1. You are granted the non-exclusive rights set forth in this license provided you agree to and comply with any and all conditions in this license. Whole or partial distribution of the Software, or software items that link with the Software, in any form signifies acceptance of this license.

2. You may copy and distribute the Software in unmodified form provided that the entire package, including - but not restricted to - copyright, trademark notices and disclaimers, as released by the initial developer of the Software, is distributed.

3. You may make modifications to the Software and distribute your modifications, in a form that is separate from the Software, such as patches. The following restrictions apply to modifications:

a. Modifications must not alter or remove any copyright notices in the Software.

b. When modifications to the Software are released under this license, a non-exclusive royalty-free right is granted to the initial developer of the Software to distribute your modification in future versions of the Software provided such versions remain available under these terms in addition to any other license(s) of the initial developer.

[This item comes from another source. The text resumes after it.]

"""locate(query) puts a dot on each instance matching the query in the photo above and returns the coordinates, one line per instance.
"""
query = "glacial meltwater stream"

4. You may distribute machine-executable forms of the Software or machine-executable forms of modified versions of the Software, provided that you meet these restrictions:

a. You must include this license document in the distribution.

b. You must ensure that all recipients of the machine-executable forms are also able to receive the complete machine-readable source code to the distributed Software, including all modifications, without any charge beyond the costs of data transfer, and place prominent notices in the distribution explaining this.

c. You must ensure that all modifications included in the machine-executable forms are available under the terms of this license.

5. You may use the original or modified versions of the Software to compile, link and run application programs legally developed by you or by others.

6. You may develop application programs, reusable components and other software items that link with the original or modified versions of the Software. These items, when distributed, are subject to the following requirements:

a. You must ensure that all recipients of machine-executable forms of these items are also able to receive and use the complete machine-readable source code to the items without any charge beyond the costs of data transfer.

b. You must explicitly license all recipients of your items to use and re-distribute original and modified versions of the items in both machine-executable and source code forms. The recipients must be able to do so without any charges whatsoever, and they must be able to re-distribute to anyone they choose.

c. If the items are not available to the general public, and the initial developer of the Software requests a copy of the items, then you must supply one.

Limitations of Liability

In no event shall the initial developers or copyright holders be liable for any damages whatsoever, including - but not restricted to - lost revenue or profits or other direct, indirect, special, incidental or consequential damages, even if they have been advised of the possibility of such damages, except to the extent invariable law, if any, provides otherwise.

No Warranty

The Software and this license document are provided AS IS with NO WARRANTY OF ANY KIND, INCLUDING THE WARRANTY OF DESIGN, MERCHANTABILITY AND FITNESS FOR A PARTICULAR PURPOSE.

Choice of Law

This license is governed by the Laws of Norway. Disputes shall be settled by Oslo City Court.